I picked all these up from the library. The Nicci French, Waiting for Wednesday, I had read a review for and it sounded interesting so it was an impulse selection. Loved the character of Frieda and her relationships with Karlsson, Josef, Reuben and others. The author attempted to fill in back story as the book went along, but I do feel that I missed something by not reading the previous books in the series. Perhaps it is the missing background, but I didn’t really find the comment that sent Frieda off in search of a serial killer plausible. However, I still enjoyed the mystery and the characters. This was a fast paced read, that kept me turning the pages.
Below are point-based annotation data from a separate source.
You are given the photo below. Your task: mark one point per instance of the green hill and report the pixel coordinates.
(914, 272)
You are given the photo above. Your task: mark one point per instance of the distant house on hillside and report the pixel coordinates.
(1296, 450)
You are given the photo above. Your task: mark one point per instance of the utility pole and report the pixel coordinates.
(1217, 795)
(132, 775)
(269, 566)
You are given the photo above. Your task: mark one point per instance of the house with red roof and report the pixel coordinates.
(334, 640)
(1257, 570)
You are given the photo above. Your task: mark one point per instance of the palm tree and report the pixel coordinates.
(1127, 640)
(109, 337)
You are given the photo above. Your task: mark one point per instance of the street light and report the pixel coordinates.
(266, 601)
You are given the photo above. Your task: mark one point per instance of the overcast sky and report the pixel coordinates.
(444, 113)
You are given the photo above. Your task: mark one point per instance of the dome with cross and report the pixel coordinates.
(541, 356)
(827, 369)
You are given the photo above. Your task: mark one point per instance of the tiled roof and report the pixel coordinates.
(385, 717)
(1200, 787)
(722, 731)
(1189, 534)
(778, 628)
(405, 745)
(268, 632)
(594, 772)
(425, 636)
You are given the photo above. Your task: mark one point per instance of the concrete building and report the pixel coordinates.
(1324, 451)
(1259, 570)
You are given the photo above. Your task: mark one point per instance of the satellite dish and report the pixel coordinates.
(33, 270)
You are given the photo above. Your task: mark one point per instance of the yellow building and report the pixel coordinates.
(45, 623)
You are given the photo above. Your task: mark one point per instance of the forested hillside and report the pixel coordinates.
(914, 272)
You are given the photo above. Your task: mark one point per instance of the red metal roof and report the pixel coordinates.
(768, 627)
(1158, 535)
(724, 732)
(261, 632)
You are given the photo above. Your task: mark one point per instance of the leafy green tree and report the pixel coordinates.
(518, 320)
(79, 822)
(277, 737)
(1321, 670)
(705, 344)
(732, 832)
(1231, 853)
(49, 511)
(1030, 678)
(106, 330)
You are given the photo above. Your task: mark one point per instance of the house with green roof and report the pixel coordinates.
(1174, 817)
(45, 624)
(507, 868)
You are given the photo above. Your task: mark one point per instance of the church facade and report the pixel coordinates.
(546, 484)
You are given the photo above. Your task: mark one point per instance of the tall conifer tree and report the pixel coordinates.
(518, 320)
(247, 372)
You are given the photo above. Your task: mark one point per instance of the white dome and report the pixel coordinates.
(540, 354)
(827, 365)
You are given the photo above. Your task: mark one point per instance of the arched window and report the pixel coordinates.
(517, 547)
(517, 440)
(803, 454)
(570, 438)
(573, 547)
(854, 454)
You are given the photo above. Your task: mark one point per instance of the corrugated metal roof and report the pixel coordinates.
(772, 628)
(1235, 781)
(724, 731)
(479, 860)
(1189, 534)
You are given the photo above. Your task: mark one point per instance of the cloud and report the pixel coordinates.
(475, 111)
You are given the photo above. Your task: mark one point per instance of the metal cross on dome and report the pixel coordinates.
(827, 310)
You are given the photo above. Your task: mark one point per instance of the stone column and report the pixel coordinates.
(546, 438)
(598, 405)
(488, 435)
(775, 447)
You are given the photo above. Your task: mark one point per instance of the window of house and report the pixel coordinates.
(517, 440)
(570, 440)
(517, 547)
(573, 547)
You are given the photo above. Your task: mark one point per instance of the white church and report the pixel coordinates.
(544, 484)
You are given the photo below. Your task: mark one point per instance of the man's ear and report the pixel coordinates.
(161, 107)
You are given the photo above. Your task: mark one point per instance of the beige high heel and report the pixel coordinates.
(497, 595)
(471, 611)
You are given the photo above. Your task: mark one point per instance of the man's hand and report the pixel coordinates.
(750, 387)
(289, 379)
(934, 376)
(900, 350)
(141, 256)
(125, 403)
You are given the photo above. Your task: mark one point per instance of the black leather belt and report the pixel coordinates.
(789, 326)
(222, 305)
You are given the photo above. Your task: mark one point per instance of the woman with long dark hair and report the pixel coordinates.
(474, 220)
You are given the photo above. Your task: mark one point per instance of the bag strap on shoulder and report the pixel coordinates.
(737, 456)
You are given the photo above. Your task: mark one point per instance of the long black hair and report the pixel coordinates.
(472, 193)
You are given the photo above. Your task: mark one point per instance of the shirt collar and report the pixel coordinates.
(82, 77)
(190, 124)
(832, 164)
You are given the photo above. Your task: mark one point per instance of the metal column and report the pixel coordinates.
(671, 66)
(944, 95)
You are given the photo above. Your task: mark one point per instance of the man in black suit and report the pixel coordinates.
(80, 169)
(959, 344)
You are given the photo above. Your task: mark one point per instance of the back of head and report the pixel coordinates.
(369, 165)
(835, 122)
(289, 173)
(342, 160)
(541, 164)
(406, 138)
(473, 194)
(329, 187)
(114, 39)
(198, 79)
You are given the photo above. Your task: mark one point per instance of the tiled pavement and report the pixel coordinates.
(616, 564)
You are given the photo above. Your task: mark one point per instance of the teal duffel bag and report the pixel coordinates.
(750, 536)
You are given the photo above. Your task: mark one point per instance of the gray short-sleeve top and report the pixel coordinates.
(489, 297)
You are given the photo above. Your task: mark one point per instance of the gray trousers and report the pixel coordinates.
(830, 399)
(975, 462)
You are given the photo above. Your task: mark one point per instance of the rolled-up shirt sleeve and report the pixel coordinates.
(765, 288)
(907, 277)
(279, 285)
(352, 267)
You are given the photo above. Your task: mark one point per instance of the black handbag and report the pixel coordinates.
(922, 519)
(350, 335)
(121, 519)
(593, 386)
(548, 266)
The Body in the Belfry is the first in the Faith Fairchild series. I have read one other, number 4 out of order, and decided to go back to this one. This is a series that surprised me in that I am not religious and I usually do not like religious themed books at all. In this series, Faith is a minister’s wife, and yet the books manage to not be preachy or full of morality lessons, etc. I liked the mystery and the characters, Faith and her husband Tom manage to be fully fleshed out characters, not defined by their faith. I did find the ending a little odd in the resolution. but it was still okay. The book is a product of its time, written in 1990 and may feel a little dated, especially to younger readers, who didn’t live through it.
I selected The Guards after watching the Jack Taylor series on Acorn TV. I really enjoyed the tv show and wanted to see what the books were all about. The novel was very well done, it captured the ravages of Jack’s alcoholism, his introspection, his relationship with his mother and the few he counts as friends. The mystery is almost a side story with the focus really being on Jack, what happens to him and because of him and his actions. Violent scenes with starkly written prose set the scene for Jack Taylor’s world. Dialogue carries the story and Ken Bruen certainly has a unique voice. The quotes and turns of phrase that open each section are meaningful and add to the text. This is a technique that for me at least, often falls flat in some novels, however it works very well here.